昨晩の苦労から焚き火の着火をマスターした吉田さんがあっという間に火を起こした。大西さんと縣さんが釣ってきたヤマメは大小合わせて18匹。食べる人が1人減ったので、それぞれ好きな焼き加減で、お腹いっぱいヤマメを堪能した。明日はやっと帰れる。
ヤマメパーティー |
本日の高低差 テンバ960m ピーク1370m テンバ1112m 合計668m
翌朝、一人で早起きして、焚き火の残り炭に火をくべていると、突然バキッという音が聞こえた。私のところからは樹の陰で見えなかったが、なんと吉田さんの買ったばかりのハンモックが真っ二つに裂けていた。私がAmazonで買った2500円のカヤ付きハンモックなら壊れても納得だが。一体どんな使い方したらそうなるんだろうか。最終日でよかった。
再現画像 |
行きに5時間以上かかった道を戻るには、下り基調とはいえ辛かった。かかとの靴ずれが痛いのか足の裏全体が痛いのかよく分からなくなっていたけれど、あとは帰るだけと思えば、まだがんばれそうだった。しかし、他の3人はまだ生きが良さそうだし、あんまり遅れては申し訳ないと思いつつ、山頂付近の構造洞窟とその周辺を探索する3人を横目に、ひとり先を急ぐことにした。露岩帯の登山道はわかりにくいので、気がつくとふらふらと道をはずれていた。まあ、方向が合ってて石灰のあるところならいいかとGPSを眺めながら露岩を乗り越えると、足元に穴が開いている。おお、こんなところに穴らしい穴が!かがみ込んで小石を投げ込んでみる。そんなに高度はなさそうだが、ひとつあればまわりにもある可能性が高い。見回してみると、下の方に怪しいくぼみもある。荷物をおいて、見に行くとこれもちゃんと岩の溶けた洞口だ。5日間も探して何もなかったのに帰り道の最後で見つかるなんて〜😂
まだ手前のエリアを探索していた3人を呼び、一つ目の穴にフリーで降りる。底から横方向に続いていたが、10メートルほどで終わっていた。途中、アナグマの骨が全身残っていた。

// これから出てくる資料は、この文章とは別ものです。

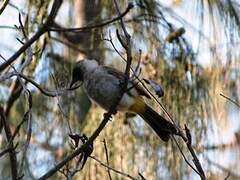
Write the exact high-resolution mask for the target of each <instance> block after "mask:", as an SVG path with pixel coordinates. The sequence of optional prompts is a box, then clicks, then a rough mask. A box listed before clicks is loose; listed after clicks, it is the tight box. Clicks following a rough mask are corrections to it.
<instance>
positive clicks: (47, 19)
mask: <svg viewBox="0 0 240 180" xmlns="http://www.w3.org/2000/svg"><path fill="white" fill-rule="evenodd" d="M61 4H62V0H55V1H54V3H53V6H52V9H51V11H50V14H49V16H48V18H47V20H46V22H45V23H44V24H43V25H42V26H41V27H40V28H39V30H38V31H37V32H36V33H35V34H34V35H33V37H32V38H30V39H29V40H28V41H27V42H25V43H24V44H23V46H22V47H20V48H19V49H18V50H17V52H15V53H14V54H13V55H12V56H11V57H10V58H9V59H8V60H7V61H6V62H4V63H3V64H1V65H0V72H2V71H3V70H4V69H5V68H6V67H8V66H9V65H10V64H12V63H13V62H14V61H15V60H16V59H17V58H18V57H19V56H20V55H21V54H22V53H23V52H25V50H26V49H27V48H29V47H30V46H31V45H32V44H33V43H34V42H35V41H36V40H38V38H39V37H41V36H42V35H43V34H44V33H45V32H47V31H48V29H49V26H50V25H51V24H52V22H53V20H54V18H55V16H56V15H57V12H58V9H59V8H60V6H61Z"/></svg>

くぼみの方は、高さがありそうなので15mの補助ロープで降りることに。ロープが足りなくて途中でつないだけれど、イタリアンヒッチで降りているので、ヒーヒー言いながらつなぎ目をやっとこさ乗り越えた。なんとか下に降り、横方向に続いているのは確認したが、ケイビングスーツじゃないと、狭いところでひっかかりそうだったので、とりあえず上に引き返した。

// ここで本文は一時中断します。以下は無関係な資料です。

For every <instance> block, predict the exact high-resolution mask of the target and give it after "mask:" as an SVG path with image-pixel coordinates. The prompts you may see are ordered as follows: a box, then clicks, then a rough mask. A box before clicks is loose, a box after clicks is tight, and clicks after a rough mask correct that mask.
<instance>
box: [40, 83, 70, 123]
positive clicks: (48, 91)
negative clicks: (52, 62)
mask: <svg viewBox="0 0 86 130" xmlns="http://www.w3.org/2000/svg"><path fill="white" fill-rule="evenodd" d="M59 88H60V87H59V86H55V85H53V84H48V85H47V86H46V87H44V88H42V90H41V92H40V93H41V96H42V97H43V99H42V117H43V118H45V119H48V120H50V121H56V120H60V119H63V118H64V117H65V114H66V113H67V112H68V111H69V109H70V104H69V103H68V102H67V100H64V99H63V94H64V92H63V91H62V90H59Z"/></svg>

思いがけない洞窟探検で残り少ないHPが更に目減りした。あと1時間は歩かないと車に戻れない。それでも下り基調だったのでまだ良かったが、最後の最後に3回位アップダウンがあって泣きそうになった。ようやく山を抜け峠に抜けた時は、洞窟から出たのと同じくらいの開放感だった。昨晩の内に戻っていた近野さんが、車の中を整理して私たちの帰りを待っていてくれた。
みんなで茶屋でご飯を食べ、まだしばらく九州に残るという大西さんとお別れして下山した。